Der nachstehende Text erweitert den Zusammenhang des Hauptartikels Polen.

Józef Piłsudski ist das klassische Beispiel eines Mannes, dessen Berufung sich genau konträr zu seinem Beruf verhielt.

Frühe Jahre der Entbehrungen

Très chic! Mit Nagellack in Crash Colour (mit Topasstaub versetzt) und knallrotem Lippenstift zeigte er Mut vor dem Fotografen und Biederkeit vor dem Volk (ist ja auch nur ein SW-Foto)

So wuchs er in einem behüteten Elternhaus unter der großen Liebe seiner Mutter auf. Der kleine Jozef liebte die Blumen, Wälder und Seen seiner Heimat und lange Streifzüge mit seinen Eltern gerieten ihm in unvergessliche Erinnerung. Er liebte die schönen Künste, zeichnete, malte und sang bis zur Pubertät einen lupenreinen Sopran. Doch die Mutterliebe konnte auch nicht vollständig die durch die elf anderen Geschwister entstandene Enge in der elterlichen Wohnung, die erzwungene Zurückhaltung beim Mittagstisch und bei der Verwendung von Spielzeugen, wie Holzpferd oder Schaukel kompensieren, wo er als Schwächster stets das Nachsehen hatte. Diese Umstände pflanzten in ihm schon früh den unbedingten Willen nach Freiheit, Selbstbestimmung und Unabhängigkeit, solange nur die Mutter in der Nähe bliebe. Seine Kreativität half ihm darüber hinweg. Sein größtes Steckenpferd wurde es, kleine Holzfiguren zu schnitzen, die er dann mit selbst geschneiderten Leibchen an- und natürlich auch wieder auszog, wenn es ihm gerade beliebte.

Endlich ein Mann werden!

Doch dieses kleine Glück wurde vom patriarchalisch-diktatorisch agierenden Familienoberhaupt überschattet, der die Mädchenhaftigkeit und Feingeistigkeit seines Jungen mit großer Sorge sah. Als Kleinadliger solle der Junge wenigstens studieren, jedenfalls eine solide „männliche“ Ausbildung erfahren, um seine wohl von der Mutter initiierten Flausen los zu werden. Nach seinen Wünschen befragt, wählte Jozef das Schneiderhandwerk, womit der Vater zwar auch nicht richtig zufrieden war, wenn er sich die vielen knapp bekleideten Holzfigürchen in Erinnerung rief, aber er willigte schließlich ein. Er solle sich einen kräftigen Bart wachsen lassen, sich aber nicht hinter ihm verstecken, Jozef verstand diese Weisung nie so ganz. Jedenfalls erfüllte er den ersten Teil.
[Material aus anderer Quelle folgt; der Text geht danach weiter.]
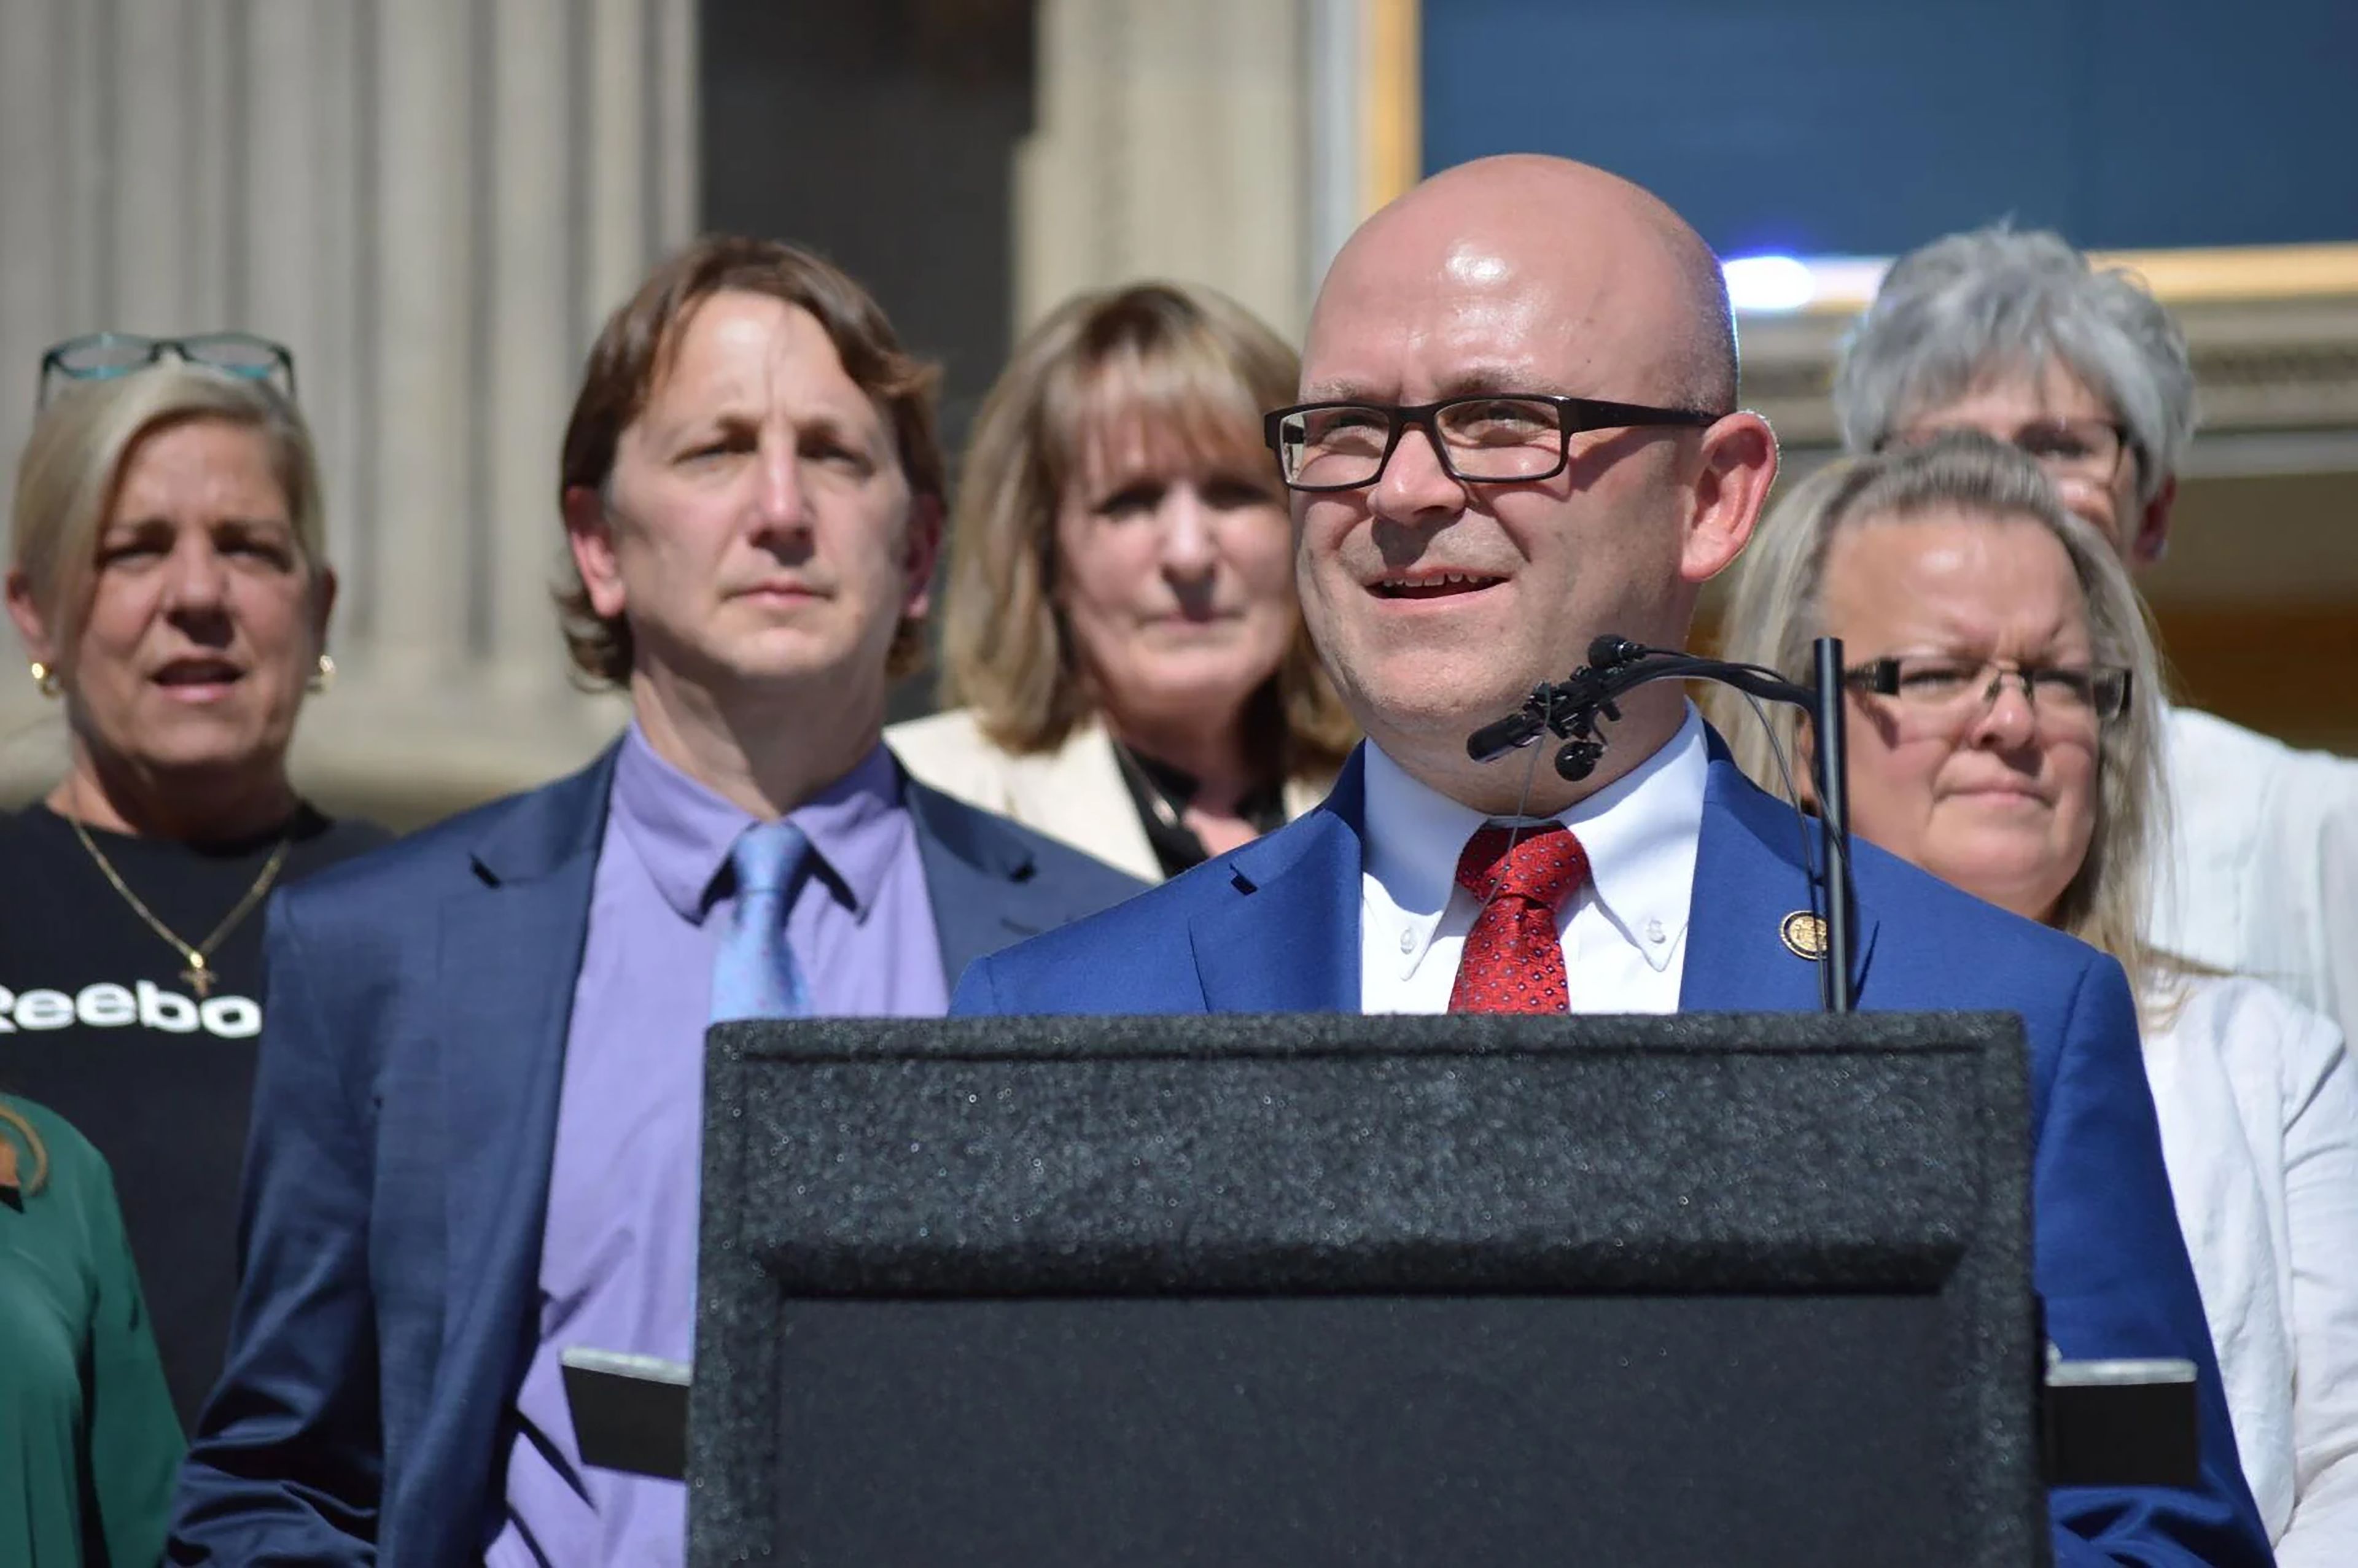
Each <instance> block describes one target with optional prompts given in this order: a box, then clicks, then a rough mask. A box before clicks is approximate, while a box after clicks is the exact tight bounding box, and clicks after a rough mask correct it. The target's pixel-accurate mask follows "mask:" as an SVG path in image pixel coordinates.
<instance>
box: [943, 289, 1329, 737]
mask: <svg viewBox="0 0 2358 1568" xmlns="http://www.w3.org/2000/svg"><path fill="white" fill-rule="evenodd" d="M1299 375H1302V365H1299V358H1297V356H1295V351H1292V349H1287V347H1285V342H1283V340H1280V337H1278V335H1276V332H1271V330H1269V328H1266V325H1262V323H1259V321H1257V318H1254V316H1252V314H1250V311H1245V309H1243V307H1240V304H1236V302H1233V299H1226V297H1221V295H1217V292H1212V290H1207V288H1188V285H1181V283H1132V285H1127V288H1115V290H1104V292H1092V295H1080V297H1075V299H1068V302H1066V304H1063V307H1059V309H1056V311H1054V314H1052V316H1049V318H1047V321H1042V323H1040V325H1038V328H1033V332H1030V335H1028V337H1026V340H1023V342H1021V344H1016V351H1014V356H1012V358H1009V363H1007V370H1005V373H1002V375H1000V380H997V384H995V387H993V389H990V396H988V398H983V408H981V415H976V422H974V439H971V441H969V446H967V460H964V467H962V472H960V486H957V512H955V514H953V521H950V580H948V589H946V592H943V611H941V655H943V672H941V700H943V705H950V707H955V705H964V707H971V710H974V714H976V722H979V724H981V729H983V733H986V736H988V738H990V740H993V743H995V745H1000V747H1005V750H1009V752H1019V755H1021V752H1045V750H1054V747H1056V745H1061V743H1063V740H1066V736H1071V733H1073V726H1078V724H1082V722H1085V719H1089V717H1092V714H1094V712H1096V710H1099V696H1096V691H1094V689H1092V684H1089V677H1087V672H1085V670H1082V667H1080V663H1078V655H1075V648H1073V637H1071V630H1068V627H1066V620H1063V611H1059V608H1056V573H1059V561H1056V509H1059V505H1061V502H1063V490H1066V486H1068V483H1071V479H1073V472H1075V469H1078V465H1080V453H1082V446H1085V441H1087V439H1089V431H1092V429H1096V427H1099V424H1101V422H1104V420H1106V415H1108V413H1120V415H1127V417H1139V420H1144V422H1146V424H1148V427H1153V429H1167V431H1174V434H1177V436H1179V439H1181V441H1184V443H1186V446H1188V448H1191V450H1193V453H1221V455H1231V453H1236V450H1238V448H1245V450H1250V453H1252V455H1254V462H1266V455H1264V453H1262V450H1259V424H1262V410H1264V408H1278V406H1280V403H1290V401H1292V396H1295V384H1297V380H1299ZM1245 724H1247V736H1245V743H1247V755H1252V757H1257V759H1271V757H1273V759H1276V764H1278V769H1276V771H1278V773H1280V776H1285V778H1297V776H1311V773H1325V771H1332V769H1337V766H1342V759H1344V755H1346V752H1349V750H1351V743H1353V740H1356V733H1353V726H1351V717H1349V712H1344V705H1342V698H1337V696H1335V686H1332V684H1330V681H1328V677H1325V670H1323V667H1320V665H1318V653H1316V648H1311V641H1309V634H1306V632H1304V627H1302V620H1299V615H1297V618H1295V637H1292V644H1290V646H1287V651H1285V660H1283V663H1280V665H1278V670H1276V674H1271V677H1269V684H1266V686H1264V689H1262V691H1259V693H1254V698H1252V700H1250V703H1247V707H1245Z"/></svg>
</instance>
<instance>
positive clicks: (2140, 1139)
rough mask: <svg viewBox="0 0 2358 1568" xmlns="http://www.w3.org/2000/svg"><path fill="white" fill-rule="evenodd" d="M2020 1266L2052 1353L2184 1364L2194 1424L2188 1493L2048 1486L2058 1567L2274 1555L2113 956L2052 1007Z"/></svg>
mask: <svg viewBox="0 0 2358 1568" xmlns="http://www.w3.org/2000/svg"><path fill="white" fill-rule="evenodd" d="M2033 1217H2035V1231H2037V1238H2035V1261H2033V1271H2035V1280H2037V1290H2040V1294H2042V1297H2044V1302H2047V1337H2049V1339H2051V1342H2054V1344H2056V1349H2061V1351H2063V1356H2066V1358H2070V1361H2101V1358H2115V1356H2117V1358H2146V1356H2162V1358H2184V1361H2193V1363H2195V1368H2198V1391H2200V1419H2202V1483H2200V1485H2198V1488H2193V1490H2176V1488H2054V1493H2051V1504H2049V1507H2051V1511H2054V1549H2056V1563H2059V1568H2082V1566H2094V1563H2139V1566H2150V1568H2165V1566H2169V1568H2198V1566H2200V1568H2242V1566H2245V1563H2252V1566H2259V1563H2271V1561H2273V1559H2271V1554H2268V1537H2266V1530H2264V1528H2261V1523H2259V1509H2257V1507H2254V1504H2252V1493H2250V1488H2247V1485H2245V1481H2242V1460H2240V1457H2238V1455H2235V1434H2233V1427H2231V1424H2228V1410H2226V1389H2224V1386H2221V1382H2219V1363H2217V1356H2214V1353H2212V1342H2209V1327H2207V1323H2205V1318H2202V1299H2200V1294H2198V1290H2195V1273H2193V1264H2191V1261H2188V1257H2186V1238H2184V1236H2181V1233H2179V1221H2176V1207H2174V1203H2172V1198H2169V1174H2167V1170H2165V1167H2162V1134H2160V1125H2158V1122H2155V1115H2153V1092H2150V1087H2148V1085H2146V1066H2143V1054H2141V1047H2139V1035H2136V1009H2134V1007H2132V1002H2129V983H2127V979H2125V976H2122V971H2120V964H2115V962H2113V960H2110V957H2101V960H2094V962H2092V964H2089V967H2087V969H2084V971H2082V976H2080V986H2077V993H2075V995H2073V1000H2070V1007H2068V1009H2066V1014H2063V1040H2061V1047H2059V1052H2056V1054H2054V1073H2051V1080H2049V1085H2047V1094H2044V1115H2042V1118H2040V1125H2037V1148H2035V1155H2033Z"/></svg>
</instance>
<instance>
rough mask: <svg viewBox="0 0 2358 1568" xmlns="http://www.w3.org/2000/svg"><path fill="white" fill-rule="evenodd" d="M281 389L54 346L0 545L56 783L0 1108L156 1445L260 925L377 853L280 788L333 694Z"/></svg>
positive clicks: (207, 1231)
mask: <svg viewBox="0 0 2358 1568" xmlns="http://www.w3.org/2000/svg"><path fill="white" fill-rule="evenodd" d="M292 387H295V361H292V354H288V351H285V349H283V347H278V344H274V342H266V340H259V337H248V335H236V332H210V335H203V337H184V340H146V337H125V335H92V337H78V340H71V342H61V344H57V347H54V349H50V351H47V354H42V361H40V415H38V420H35V424H33V434H31V439H28V441H26V446H24V457H21V462H19V467H17V493H14V512H12V533H9V568H7V608H9V618H12V620H14V625H17V632H19V634H21V639H24V646H26V655H28V670H26V674H28V679H31V681H33V684H35V686H38V689H40V693H42V696H47V698H50V700H54V703H57V707H59V710H61V714H64V731H66V771H64V778H59V780H57V785H54V788H52V790H50V792H47V795H45V797H42V799H40V802H35V804H33V806H28V809H24V811H21V813H17V816H12V818H7V821H5V825H0V865H7V887H9V894H12V896H9V898H7V901H5V903H0V1023H5V1026H7V1028H0V1087H5V1089H7V1092H9V1094H26V1096H28V1099H35V1101H40V1103H45V1106H47V1108H50V1111H57V1113H59V1115H64V1118H68V1120H71V1122H73V1125H78V1127H80V1132H83V1134H85V1137H87V1139H90V1141H92V1144H94V1146H97V1148H99V1153H101V1155H104V1158H106V1160H108V1162H111V1165H113V1177H116V1188H118V1191H120V1198H123V1210H125V1224H127V1231H130V1243H132V1252H134V1257H137V1259H139V1273H141V1280H144V1285H146V1299H149V1306H151V1309H153V1323H156V1332H158V1344H160V1349H163V1361H165V1370H167V1375H170V1386H172V1396H174V1403H177V1408H179V1417H182V1422H193V1419H196V1410H198V1405H200V1401H203V1396H205V1391H208V1386H210V1382H212V1377H215V1372H217V1370H219V1358H222V1346H224V1344H226V1337H229V1311H231V1299H233V1285H236V1193H238V1165H241V1158H243V1141H245V1106H248V1096H250V1085H252V1070H255V1040H257V1035H259V1030H262V995H264V993H262V910H264V903H266V901H269V894H271V891H274V889H276V887H283V884H285V882H290V879H295V877H299V875H304V872H309V870H316V868H321V865H325V863H330V861H337V858H342V856H349V854H356V851H361V849H368V846H373V844H377V842H382V837H384V835H382V830H377V828H373V825H368V823H335V821H330V818H325V816H323V813H321V811H316V809H314V806H311V804H307V802H304V799H302V795H299V792H297V790H295V783H292V780H290V776H288V747H290V743H292V738H295V724H297V717H299V712H302V705H304V700H307V696H311V693H316V691H323V689H325V686H328V681H330V677H332V672H335V665H332V660H330V658H328V651H325V639H328V613H330V608H332V606H335V573H332V571H330V568H328V556H325V531H323V507H321V483H318V465H316V457H314V450H311V436H309V431H307V429H304V422H302V415H299V413H297V408H295V401H292ZM5 1488H7V1478H5V1476H0V1490H5ZM0 1556H5V1551H0Z"/></svg>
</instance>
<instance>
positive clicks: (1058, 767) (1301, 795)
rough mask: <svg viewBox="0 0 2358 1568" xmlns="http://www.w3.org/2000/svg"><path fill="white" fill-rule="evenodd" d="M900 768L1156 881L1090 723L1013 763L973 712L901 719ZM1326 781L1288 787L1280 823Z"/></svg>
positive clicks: (894, 741)
mask: <svg viewBox="0 0 2358 1568" xmlns="http://www.w3.org/2000/svg"><path fill="white" fill-rule="evenodd" d="M884 745H889V747H891V750H894V755H898V757H901V762H903V766H908V771H910V773H915V776H917V778H920V780H924V783H929V785H934V788H936V790H941V792H943V795H955V797H957V799H962V802H967V804H974V806H981V809H983V811H997V813H1000V816H1009V818H1014V821H1019V823H1023V825H1026V828H1033V830H1038V832H1045V835H1049V837H1052V839H1063V842H1066V844H1071V846H1073V849H1080V851H1082V854H1092V856H1096V858H1099V861H1104V863H1106V865H1113V868H1115V870H1127V872H1129V875H1132V877H1139V879H1141V882H1160V879H1162V863H1160V861H1158V858H1155V846H1153V844H1151V842H1148V837H1146V823H1141V821H1139V809H1137V804H1134V802H1132V799H1129V788H1127V785H1125V783H1122V764H1120V762H1118V759H1115V755H1113V738H1111V736H1108V733H1106V729H1104V726H1101V724H1096V722H1094V719H1092V722H1087V724H1080V726H1075V729H1073V733H1071V736H1068V738H1066V743H1063V745H1059V747H1056V750H1054V752H1033V755H1026V757H1014V755H1009V752H1005V750H1000V747H997V745H993V743H990V740H988V738H986V736H983V729H981V724H976V719H974V710H969V707H957V710H950V712H936V714H927V717H924V719H908V722H905V724H894V726H889V729H887V731H884ZM1330 783H1332V780H1330V778H1287V780H1285V821H1295V818H1297V816H1302V813H1304V811H1309V809H1311V806H1316V804H1318V802H1320V799H1325V792H1328V785H1330Z"/></svg>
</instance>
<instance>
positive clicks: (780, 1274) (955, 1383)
mask: <svg viewBox="0 0 2358 1568" xmlns="http://www.w3.org/2000/svg"><path fill="white" fill-rule="evenodd" d="M2023 1056H2026V1054H2023V1040H2021V1026H2018V1023H2016V1021H2014V1019H2011V1016H1995V1014H1905V1016H1903V1014H1882V1016H1877V1014H1865V1016H1851V1019H1830V1016H1783V1014H1778V1016H1735V1014H1724V1016H1707V1014H1693V1016H1672V1019H1358V1016H1313V1014H1304V1016H1217V1019H1002V1021H953V1023H938V1021H809V1023H745V1026H724V1028H717V1030H712V1040H710V1066H707V1089H705V1101H707V1113H705V1115H707V1120H705V1167H703V1210H705V1212H703V1238H700V1292H698V1297H700V1304H698V1330H696V1332H698V1361H696V1386H693V1396H691V1415H689V1478H691V1500H689V1518H691V1530H689V1537H691V1551H689V1561H691V1563H696V1566H698V1568H712V1566H717V1563H747V1561H776V1563H830V1566H835V1563H839V1566H854V1563H858V1566H861V1568H870V1566H880V1563H927V1566H964V1563H976V1566H979V1563H1023V1566H1061V1563H1075V1566H1078V1563H1092V1566H1096V1563H1134V1566H1155V1563H1207V1566H1219V1568H1254V1566H1264V1563H1266V1566H1271V1568H1273V1566H1280V1563H1283V1566H1285V1568H1304V1566H1320V1563H1337V1566H1339V1563H1351V1566H1353V1568H1365V1566H1370V1563H1377V1566H1382V1563H1420V1566H1422V1563H1613V1566H1615V1568H1646V1566H1653V1563H1662V1566H1669V1563H1679V1566H1681V1568H1684V1566H1691V1563H1809V1566H1811V1568H1825V1566H1837V1563H1959V1566H1962V1563H1993V1566H1995V1563H2007V1566H2009V1568H2011V1566H2018V1563H2040V1561H2044V1559H2047V1523H2044V1521H2047V1511H2044V1509H2047V1504H2044V1490H2042V1478H2040V1445H2037V1408H2035V1386H2037V1379H2040V1363H2042V1342H2040V1330H2037V1311H2035V1302H2033V1294H2030V1221H2028V1148H2026V1132H2023V1129H2026V1125H2028V1111H2026V1106H2028V1087H2026V1066H2023Z"/></svg>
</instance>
Ausbildung und Umorientierung

Nach erfolgreicher Ausbildung zum Herrenschneider wollte er sein zukünftiges Tun ganz in den Dienst der Menschheit stellen und begann ein Medizinstudium in der russischen Stadt Charkow. Dort bekam er hautnah die Repressalien Alexanders III mit, der ihn stark an den Vater erinnerte. Mit aller Macht strebte der Herrscher die Rücksetzung des Landes in frühere Verhältnisse an, hob Zugeständnisse durch Vorgänger wieder auf und ließ kurzerhand alle Andersdenkenden beseitigen. Der Menschenfreund Jozef konnte diesen Gedanken nicht ertragen und organisierte sich in freiheitlich orientierten Organisationen, eingedenk seiner damals erzwungenen Enthaltsamkeit und dem Unrecht, was alles zu schrecklich war, als dass es je wieder erlitten werden dürfe. Sein Bruder Bronisław war jedoch schon weiter und plante gar bereits die Ermordung des unliebsamen Herrschers, was Jozef zutiefst erschreckte. Argumente wie „Du machst Dich bestimmt schmutzig und nicht nur Deine Kleidung! – Denk an Mutters viele Wäsche und Deine Seele!“, „Du verletzt Dich doch nur selbst!“ und Fragen wie „Du willst ihm doch nicht wirklich weh tun?!“ zogen nicht und ehe Jozef seinen Bruder allein nach St. Petersburg fahren ließ, fuhr er mit und versuchte durch weiche Sabotage das Schlimmste zu verhindern. Zwar reinen Herzens, aber doch innerlich zerrissen erzählte er jedem von dem Vorhaben, auch weil er wusste, dass ein Plan umso sicherer scheitert, je mehr Leute von ihm wissen. Er sollte recht behalten. Er, sein Bruder und ein weiterer Mitwisser wurden verhaftet und kamen in Festungshaft.

In Haft

Obwohl er die Beamten unfreiwillig mit seiner unbedarften Art von seiner Unschuld überzeugte und auf freien Fuß gesetzt werden sollte, gab sich sein Vater nicht damit zufrieden: „Mitgegangen ist mitgefangen“ sollen seine Worte gewesen sein und wies den bereits von der Heimkehr träumenden Sohn ab. Dabei verzweifelte er derart über die sich wieder zeigende und schon beseitigt geglaubte Weinerlichkeit und melancholische Verstelltheit seines Problemsohns, dass er mit Falschaussagen dafür sorgte, dass sein Sohn in Haft blieb, damit dort endlich endlich ein Mann aus ihm werde. "Jozef hat das alles geplant - er ist ein Psychopath!!". Er brauchte lange, die Beamten zu überzeugen. Scheußliche und herzzerreißende Szenen spielten sich schließlich im Gefängnisgemäuer ab, aber der Vater setzte sich ab. Zwei Tage später vergab ihm sein Sohn in einem romantisch-verklärten Brief, indem er davon sprach, seinen Bruder vor den Zugriffen der Zellennachbarn schützen zu müssen. Stark werde er sein.

Im Krieg

Nach der Haft und einigen Rundreisen, auf denen er für seine mittlerweile geformte Idee „Reformen für alle, aber Schluss mit der Reformkost“ um Anhänger für ein auch wirtschaftlich unabhängiges Polen warb, trat er seinen Wehrdienst an, obgleich er in Gedanken an das vertane Medizinstudium lieber Zivildienstleistender geworden wäre.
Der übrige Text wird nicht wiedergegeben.